A great deal of his work on this subject cannot legally be quoted here as it contravenes the UK’s race laws as well as Germany’s even more stringent political law against volksverhetzung.
However, it should be noted that during his later years Horst published extensively on this topic, most notably in his book Das Ende Der Wanderschaft (‘The End of the Wandering’) derived from his analysis of the anti-Zionist Jews Gilad Atzmon and Gerard Menuhin. This was written while Horst was in prison and smuggled out to be published by his comrades. It led to further criminal charges and an extended term of imprisonment while Horst was already in his 80s and had already had first one leg then the other amputated.
The last time I saw Horst was in 2021, a year after his release from his final prison sentence, when he gave a powerful speech at the Berlin funeral of our comrade Henry Hafenmayer, who had died at the tragically young age of 48. Horst was already in a wheelchair, but the standard phrase “confined to a wheelchair” is inappropriate in his case. Nothing could confine Horst Mahler – not prison bars, nor physical ailments.
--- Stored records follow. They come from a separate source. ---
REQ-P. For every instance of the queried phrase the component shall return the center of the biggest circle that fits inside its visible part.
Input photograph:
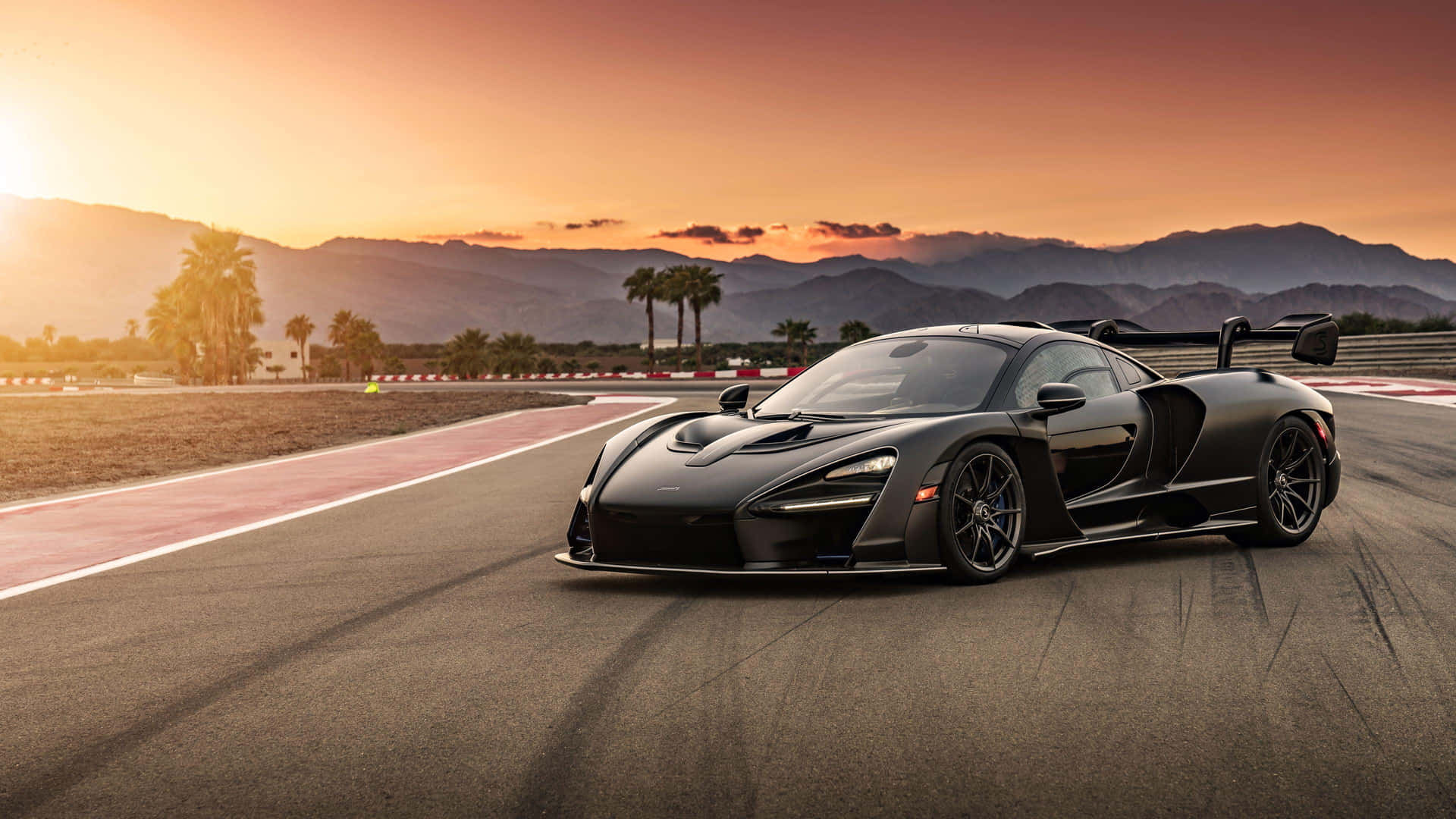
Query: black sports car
(963, 447)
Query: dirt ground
(63, 444)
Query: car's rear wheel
(982, 515)
(1291, 487)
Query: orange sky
(1103, 123)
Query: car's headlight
(877, 465)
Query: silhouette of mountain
(89, 268)
(1247, 259)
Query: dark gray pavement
(421, 653)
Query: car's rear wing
(1315, 335)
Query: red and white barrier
(743, 373)
(1420, 391)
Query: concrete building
(280, 353)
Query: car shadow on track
(1125, 554)
(748, 588)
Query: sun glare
(15, 159)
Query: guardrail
(1357, 354)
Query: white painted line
(286, 460)
(180, 545)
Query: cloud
(855, 231)
(929, 248)
(714, 235)
(593, 223)
(475, 237)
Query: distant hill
(88, 268)
(1250, 259)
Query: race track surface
(419, 651)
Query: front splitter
(648, 569)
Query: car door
(1090, 445)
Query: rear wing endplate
(1315, 335)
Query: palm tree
(172, 327)
(854, 331)
(702, 289)
(788, 330)
(807, 334)
(300, 328)
(674, 290)
(340, 334)
(362, 344)
(647, 284)
(245, 309)
(218, 276)
(514, 353)
(466, 354)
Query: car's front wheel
(1291, 487)
(982, 512)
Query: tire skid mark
(1370, 564)
(1184, 617)
(1055, 627)
(1254, 583)
(1282, 637)
(542, 781)
(46, 786)
(1351, 700)
(1375, 613)
(755, 653)
(1234, 585)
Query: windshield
(892, 378)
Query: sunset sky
(1100, 123)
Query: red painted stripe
(44, 541)
(1407, 392)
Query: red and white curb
(742, 373)
(53, 541)
(1420, 391)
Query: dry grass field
(63, 444)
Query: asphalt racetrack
(419, 651)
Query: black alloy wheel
(982, 515)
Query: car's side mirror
(734, 398)
(1057, 397)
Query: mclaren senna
(963, 449)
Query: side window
(1069, 362)
(1133, 372)
(1097, 384)
(1130, 373)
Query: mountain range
(89, 268)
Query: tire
(982, 515)
(1291, 487)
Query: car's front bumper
(795, 572)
Whatever the political and factional differences that have divided German comrades (and especially since 2022 have meant that I have severed most of my connections to the German nationalist scene, aside from the staunchly anti-Putin party Dritte Weg), I am certain that future generations of Europeans will salute the memory of Horst Mahler. His self-sacrifice and his ideological rigour will be an example for as long as European identity exists.